Żony szwedzkich piłkarzy zaopiekują się ukraińskimi sierotami

Żony szwedzkich piłkarzy zaopiekują się ukraińskimi sierotami

Dodano:   /  Zmieniono: 
"Kiedy turniej odbywa się na Ukrainie, naturalną rzeczą jest, że należy pomóc tym, którzy zostaną zapomniani przy fanfarach" (fot. sxc)
Żony szwedzkich piłkarzy rozpoczęły akcję pomocy dzieciom z domu dziecka pod Kijowem, gdzie reprezentacja "Trzech Koron" rozegra trzy mecze grupowe podczas mistrzostw Europy (8 czerwca - 1 lipca).

- Kiedy turniej odbywa się na Ukrainie, naturalną rzeczą jest, że  należy pomóc tym, którzy zostaną zapomniani przy fanfarach i blichtrze towarzyszącym tej wielkiej imprezy - powiedziała Mariella Isaksson, żona Andreasa, bramkarza PSV Eindhoven.

Razem z Amandą Elmander, żoną napastnika Galatasaray Johana Elmandera i małżonką pomocnika Olimpique Lyon Kima Kallstroema - Ericą, rozpoczęły w kwietniu akcję, której celem jest pomoc finansowa dla domu dziecka w miejscowości Piski, 80 kilometrów od Kijowa. Chcą m.in. stworzyć przy nim przedszkola dla sierot.

"Spędziłam trochę czasu na Ukrainie podczas letnich studiów pielęgniarskich i bardzo przejęłam się dramatyczną sytuacją tamtejszych sierot.

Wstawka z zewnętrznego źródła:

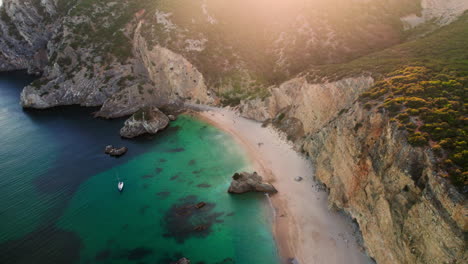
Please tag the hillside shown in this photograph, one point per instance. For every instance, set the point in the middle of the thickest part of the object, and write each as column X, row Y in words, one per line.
column 376, row 100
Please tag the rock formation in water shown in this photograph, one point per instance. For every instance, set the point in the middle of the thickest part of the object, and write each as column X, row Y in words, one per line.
column 160, row 55
column 249, row 182
column 148, row 120
column 183, row 261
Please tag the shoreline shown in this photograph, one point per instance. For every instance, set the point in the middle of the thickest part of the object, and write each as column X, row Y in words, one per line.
column 303, row 228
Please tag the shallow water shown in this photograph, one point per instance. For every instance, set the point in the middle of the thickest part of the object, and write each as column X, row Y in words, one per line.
column 59, row 201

Stąd ta inicjatywa, zwłaszcza, że nasi mężowie będą w tym kraju grać mecze, a my będziemy tam obecne" - powiedziała Amanda Elmander w  rozmowie z dziennikiem "Aftonbladet". Podkreśliła, że po latach mieszkania w różnych krajach Europy, żony piłkarzy posiadają bardzo dużą sieć kontaktów i ich zapytania o pomoc spotkały się od razu z dobrym odbiorem. - Nikt nam nie odmówił. Na początek najwięksi producenci sprzętu sportowego zapewnili, że dostarczą wszystko, co potrzebuje zespół piłkarski przy domu dziecka w Piski, by dzieci grały w piłkę w tych samych strojach i butach, co piłkarze na turnieju w ich kraju -  zaznaczyła.

Na kijowskim Stadionie Olimpijskim Szwecja spotka się 11 czerwca z Ukrainą, cztery dni później z Anglią i 19 czerwca z Francją.